Experimental and Theoretical Insight into the Facet-Dependent Mechanisms of NO Oxidation Catalyzed by Structurally Diverse Mn₂O₃ Nanocrystals

Crystalline structure of metal oxides is based on a close-packed array of oxygen anions with metal cations occupying interstitial sites, where the exposed facet determines the surface arrangement and coordination of oxygen and metal ions. Owing to the different physicochemical properties of various ions, the exposed crystal facets have a critical influence on properties of metal oxides, including catalytic behavior.

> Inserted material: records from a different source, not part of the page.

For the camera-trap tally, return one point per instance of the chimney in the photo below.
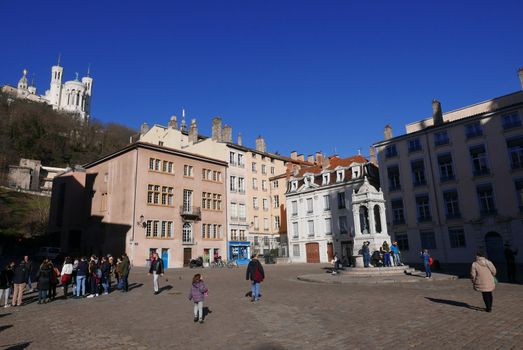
(387, 133)
(437, 116)
(372, 156)
(217, 129)
(193, 132)
(173, 123)
(319, 158)
(144, 129)
(260, 144)
(227, 134)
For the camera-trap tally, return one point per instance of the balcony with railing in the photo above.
(189, 212)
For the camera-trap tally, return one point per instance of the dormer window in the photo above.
(340, 175)
(326, 178)
(355, 172)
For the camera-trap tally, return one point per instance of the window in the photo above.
(294, 205)
(451, 204)
(418, 172)
(309, 206)
(342, 221)
(414, 145)
(457, 237)
(441, 138)
(296, 250)
(391, 151)
(188, 170)
(310, 224)
(515, 152)
(326, 202)
(325, 178)
(232, 183)
(510, 121)
(446, 171)
(393, 174)
(398, 215)
(234, 210)
(276, 201)
(473, 130)
(328, 226)
(423, 208)
(478, 155)
(519, 192)
(241, 211)
(340, 175)
(428, 240)
(341, 200)
(486, 199)
(403, 241)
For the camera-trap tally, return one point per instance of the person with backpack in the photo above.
(483, 276)
(197, 294)
(427, 261)
(256, 274)
(156, 270)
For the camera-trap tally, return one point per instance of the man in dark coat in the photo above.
(256, 274)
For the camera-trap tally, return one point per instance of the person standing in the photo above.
(197, 295)
(510, 257)
(156, 270)
(20, 278)
(44, 277)
(482, 274)
(256, 274)
(66, 273)
(6, 279)
(126, 269)
(366, 253)
(81, 273)
(426, 262)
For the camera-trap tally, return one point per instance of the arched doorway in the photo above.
(494, 244)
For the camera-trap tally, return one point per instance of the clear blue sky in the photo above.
(307, 75)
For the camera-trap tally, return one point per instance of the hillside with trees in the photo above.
(36, 131)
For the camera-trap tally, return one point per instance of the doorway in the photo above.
(187, 256)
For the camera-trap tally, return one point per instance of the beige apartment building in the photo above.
(255, 205)
(454, 182)
(144, 198)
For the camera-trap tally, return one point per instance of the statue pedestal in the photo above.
(358, 261)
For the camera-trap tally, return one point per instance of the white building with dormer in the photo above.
(73, 96)
(320, 215)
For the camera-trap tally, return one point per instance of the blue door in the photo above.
(165, 258)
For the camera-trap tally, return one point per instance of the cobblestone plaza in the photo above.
(291, 315)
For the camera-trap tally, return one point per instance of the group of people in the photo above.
(386, 256)
(88, 278)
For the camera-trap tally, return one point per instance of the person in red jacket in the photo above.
(256, 274)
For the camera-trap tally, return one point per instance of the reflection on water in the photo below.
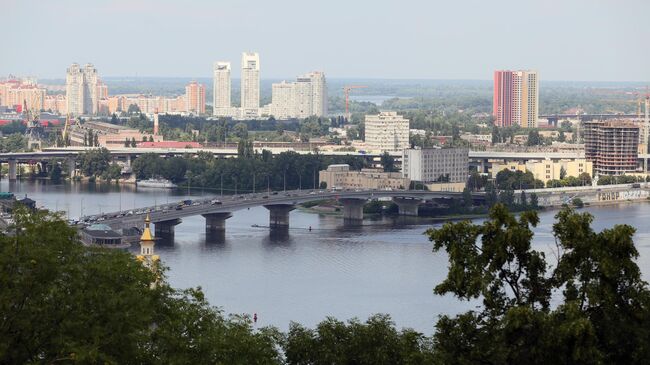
(386, 266)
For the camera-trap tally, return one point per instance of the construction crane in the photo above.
(346, 91)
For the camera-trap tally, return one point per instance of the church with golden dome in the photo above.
(147, 243)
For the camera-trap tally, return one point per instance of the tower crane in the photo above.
(346, 91)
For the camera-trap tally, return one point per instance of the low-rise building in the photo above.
(341, 177)
(546, 170)
(436, 164)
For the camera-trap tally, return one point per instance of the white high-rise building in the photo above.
(250, 84)
(282, 105)
(387, 132)
(308, 96)
(319, 93)
(83, 89)
(221, 89)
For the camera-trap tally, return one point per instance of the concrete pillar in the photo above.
(407, 206)
(279, 215)
(72, 166)
(216, 222)
(352, 211)
(166, 228)
(13, 168)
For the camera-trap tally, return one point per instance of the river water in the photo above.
(385, 266)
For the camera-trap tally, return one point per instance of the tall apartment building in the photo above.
(83, 89)
(250, 84)
(515, 99)
(436, 164)
(612, 146)
(221, 102)
(19, 92)
(302, 98)
(195, 98)
(387, 131)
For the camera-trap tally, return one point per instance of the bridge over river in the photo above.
(216, 210)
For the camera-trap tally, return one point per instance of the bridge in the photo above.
(216, 210)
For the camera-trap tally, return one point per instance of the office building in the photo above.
(546, 170)
(340, 177)
(250, 84)
(449, 165)
(195, 98)
(612, 146)
(386, 132)
(221, 102)
(515, 98)
(84, 89)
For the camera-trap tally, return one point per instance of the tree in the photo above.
(53, 313)
(240, 130)
(388, 162)
(602, 318)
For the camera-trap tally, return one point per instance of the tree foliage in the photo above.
(604, 314)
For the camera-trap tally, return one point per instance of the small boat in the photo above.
(155, 183)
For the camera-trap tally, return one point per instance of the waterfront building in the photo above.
(612, 146)
(195, 98)
(340, 177)
(515, 99)
(108, 135)
(221, 87)
(250, 84)
(546, 170)
(436, 164)
(302, 98)
(147, 243)
(386, 132)
(84, 89)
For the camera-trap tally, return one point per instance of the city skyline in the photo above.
(416, 40)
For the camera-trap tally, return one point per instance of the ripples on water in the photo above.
(382, 267)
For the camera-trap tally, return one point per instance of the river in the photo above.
(385, 266)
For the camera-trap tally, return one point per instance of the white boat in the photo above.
(155, 183)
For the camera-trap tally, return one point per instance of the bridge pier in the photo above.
(352, 211)
(216, 222)
(407, 206)
(72, 167)
(279, 215)
(166, 228)
(13, 168)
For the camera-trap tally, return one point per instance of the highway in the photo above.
(228, 204)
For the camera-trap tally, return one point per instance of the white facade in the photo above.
(250, 84)
(302, 98)
(387, 131)
(83, 87)
(436, 164)
(221, 102)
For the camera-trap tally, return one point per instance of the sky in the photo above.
(565, 40)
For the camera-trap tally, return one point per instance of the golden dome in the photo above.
(146, 233)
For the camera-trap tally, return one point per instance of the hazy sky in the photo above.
(600, 40)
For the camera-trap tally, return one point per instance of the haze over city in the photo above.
(602, 40)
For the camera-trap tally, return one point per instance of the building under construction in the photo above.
(612, 146)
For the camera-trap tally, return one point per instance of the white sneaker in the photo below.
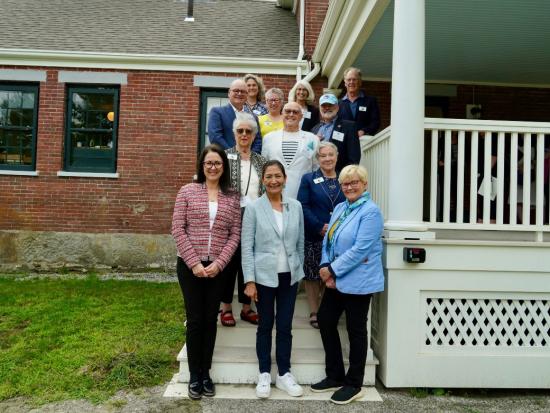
(288, 384)
(263, 388)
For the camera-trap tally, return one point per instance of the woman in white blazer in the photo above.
(272, 249)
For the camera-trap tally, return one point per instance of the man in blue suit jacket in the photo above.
(342, 133)
(220, 119)
(357, 106)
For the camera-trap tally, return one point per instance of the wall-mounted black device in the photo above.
(414, 255)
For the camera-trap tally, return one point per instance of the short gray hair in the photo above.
(244, 117)
(352, 170)
(353, 69)
(259, 82)
(325, 144)
(276, 91)
(310, 94)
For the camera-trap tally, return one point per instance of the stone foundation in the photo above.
(46, 251)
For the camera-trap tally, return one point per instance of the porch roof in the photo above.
(483, 42)
(237, 28)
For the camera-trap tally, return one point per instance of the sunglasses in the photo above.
(292, 111)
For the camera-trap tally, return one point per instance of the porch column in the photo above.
(406, 152)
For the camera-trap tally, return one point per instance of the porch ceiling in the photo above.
(472, 41)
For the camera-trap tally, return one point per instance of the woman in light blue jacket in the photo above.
(351, 267)
(272, 250)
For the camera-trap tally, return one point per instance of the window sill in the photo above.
(18, 173)
(88, 174)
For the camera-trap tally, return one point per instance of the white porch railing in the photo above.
(376, 159)
(459, 154)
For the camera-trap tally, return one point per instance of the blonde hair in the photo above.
(351, 170)
(310, 94)
(259, 82)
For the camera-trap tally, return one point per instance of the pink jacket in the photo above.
(191, 227)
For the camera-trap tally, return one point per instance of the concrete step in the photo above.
(176, 389)
(239, 365)
(304, 336)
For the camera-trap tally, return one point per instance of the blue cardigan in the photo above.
(355, 258)
(316, 205)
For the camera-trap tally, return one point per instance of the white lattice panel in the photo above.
(482, 322)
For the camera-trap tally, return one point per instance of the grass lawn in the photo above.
(86, 338)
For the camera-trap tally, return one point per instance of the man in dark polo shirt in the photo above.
(357, 106)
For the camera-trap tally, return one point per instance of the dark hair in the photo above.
(273, 162)
(225, 179)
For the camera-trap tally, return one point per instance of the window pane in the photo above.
(90, 110)
(14, 99)
(17, 132)
(28, 101)
(3, 99)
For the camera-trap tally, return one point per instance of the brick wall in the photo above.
(316, 11)
(157, 146)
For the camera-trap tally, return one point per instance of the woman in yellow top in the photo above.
(273, 121)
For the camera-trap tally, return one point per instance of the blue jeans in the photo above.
(284, 298)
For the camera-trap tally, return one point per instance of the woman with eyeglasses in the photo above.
(319, 194)
(272, 255)
(206, 227)
(273, 120)
(351, 267)
(245, 169)
(302, 93)
(294, 148)
(255, 96)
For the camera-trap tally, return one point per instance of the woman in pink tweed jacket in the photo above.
(206, 226)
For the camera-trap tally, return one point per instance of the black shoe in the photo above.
(208, 387)
(346, 395)
(326, 385)
(194, 389)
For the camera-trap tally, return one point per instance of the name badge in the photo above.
(245, 200)
(338, 136)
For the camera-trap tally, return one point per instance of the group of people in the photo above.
(274, 204)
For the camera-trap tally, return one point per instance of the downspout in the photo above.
(301, 46)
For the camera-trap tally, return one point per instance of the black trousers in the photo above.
(234, 270)
(202, 302)
(356, 307)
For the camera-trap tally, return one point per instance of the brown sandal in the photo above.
(226, 318)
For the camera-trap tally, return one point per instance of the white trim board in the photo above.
(52, 58)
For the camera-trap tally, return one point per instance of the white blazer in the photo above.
(304, 161)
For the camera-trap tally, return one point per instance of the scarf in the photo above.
(340, 220)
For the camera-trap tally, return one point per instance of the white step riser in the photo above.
(301, 337)
(247, 373)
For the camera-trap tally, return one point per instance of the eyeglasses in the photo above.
(215, 164)
(292, 111)
(350, 184)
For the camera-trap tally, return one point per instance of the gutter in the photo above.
(134, 61)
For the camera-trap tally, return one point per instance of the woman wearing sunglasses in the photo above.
(245, 169)
(206, 227)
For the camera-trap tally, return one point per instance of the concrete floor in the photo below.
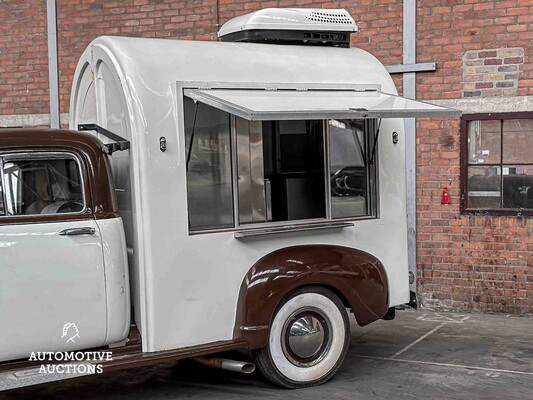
(419, 355)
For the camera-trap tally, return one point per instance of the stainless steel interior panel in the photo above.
(250, 171)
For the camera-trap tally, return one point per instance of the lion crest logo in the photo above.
(71, 331)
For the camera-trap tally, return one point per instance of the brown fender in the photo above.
(356, 276)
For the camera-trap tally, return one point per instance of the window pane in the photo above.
(518, 186)
(294, 170)
(2, 209)
(41, 186)
(209, 188)
(484, 144)
(484, 187)
(518, 141)
(348, 152)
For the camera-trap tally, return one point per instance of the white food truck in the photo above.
(240, 194)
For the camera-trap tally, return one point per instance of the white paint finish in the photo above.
(116, 279)
(100, 63)
(308, 19)
(186, 287)
(48, 280)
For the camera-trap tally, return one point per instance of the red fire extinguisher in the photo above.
(445, 199)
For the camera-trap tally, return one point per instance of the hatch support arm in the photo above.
(119, 143)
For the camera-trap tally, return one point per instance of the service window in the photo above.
(40, 184)
(498, 164)
(352, 173)
(208, 164)
(243, 173)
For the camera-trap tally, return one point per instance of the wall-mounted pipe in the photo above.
(53, 73)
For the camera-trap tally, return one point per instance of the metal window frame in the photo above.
(306, 224)
(464, 164)
(40, 155)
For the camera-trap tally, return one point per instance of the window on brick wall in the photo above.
(497, 163)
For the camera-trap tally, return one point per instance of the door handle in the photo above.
(78, 231)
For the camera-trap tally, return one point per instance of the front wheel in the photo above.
(308, 339)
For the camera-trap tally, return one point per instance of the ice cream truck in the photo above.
(246, 193)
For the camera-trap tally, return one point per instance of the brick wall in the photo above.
(464, 261)
(23, 57)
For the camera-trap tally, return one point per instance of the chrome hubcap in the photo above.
(306, 338)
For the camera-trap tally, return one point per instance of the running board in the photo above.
(33, 374)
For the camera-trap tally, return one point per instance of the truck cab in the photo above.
(65, 282)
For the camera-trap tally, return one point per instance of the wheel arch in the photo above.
(356, 277)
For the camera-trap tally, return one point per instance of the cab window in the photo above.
(42, 184)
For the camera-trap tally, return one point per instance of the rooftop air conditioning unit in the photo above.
(302, 26)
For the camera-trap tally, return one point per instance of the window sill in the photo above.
(291, 228)
(499, 212)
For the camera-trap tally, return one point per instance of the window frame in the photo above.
(372, 184)
(464, 164)
(39, 154)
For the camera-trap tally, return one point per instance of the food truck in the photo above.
(210, 196)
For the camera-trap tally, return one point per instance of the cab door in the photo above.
(52, 291)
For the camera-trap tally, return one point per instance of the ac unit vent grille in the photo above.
(328, 17)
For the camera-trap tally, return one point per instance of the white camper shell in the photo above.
(186, 279)
(237, 195)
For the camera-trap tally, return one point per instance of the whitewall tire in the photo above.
(308, 339)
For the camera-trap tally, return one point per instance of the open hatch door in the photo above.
(261, 105)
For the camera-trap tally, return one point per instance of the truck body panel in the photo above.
(186, 287)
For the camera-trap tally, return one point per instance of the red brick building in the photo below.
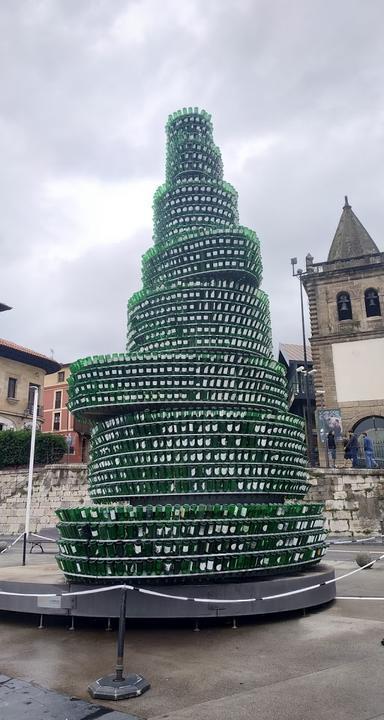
(58, 419)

Understanding the facet-dependent mechanisms of catalytic reactions is important for improving the performance of metal oxide catalysts; however, this understanding is currently lacking because research performed to date has been limited by the unilateral experimental or theoretical evidence. Herein, we aim to elucidate the effect of different exposed crystal facets in Mn₂O₃ by constructing rod- and particle-like Mn₂O₃ nanocrystals and investigating the effects on the catalytic performance of these structures for NO oxidation. Distinct catalytic behaviors of these different nanocrystals are investigated by a combination of systematic structural and property characterizations and density functional theory (DFT) calculations. Our results suggest that NO oxidation on the surface of rod-like Mn₂O₃ with exposed (220) and (400) facets follows the Langmuir–Hinshelwood mechanism, whereas the Mars–van-Krevelen mechanism is favored for Mn₂O₃ nanoparticles with exposed (222) facets. These different mechanisms lead to diverse catalytic performances of Mn₂O₃, especially the poisoning resistance. Specifically, rod-like Mn₂O₃ is shown to be deactivated by H₂O because hydroxylated oxygen inhibits the adsorption of NO and adsorbed OH* hinders the chemisorption of O₂ on the (220) and (400) facets, while H₂O only slightly influences the activity of Mn₂O₃ nanoparticles with (222) facets. This work shows that regulating which crystal facets of Mn₂O₃ are exposed allows tuning the catalytic performance of this material and the reaction pathways for NO oxidation. Furthermore, this work provides clear insight that may increase the understanding of facet-dependent reaction mechanisms of other metal oxide catalysts and establishes valuable design principles for future studies to improve heterogeneous catalysts.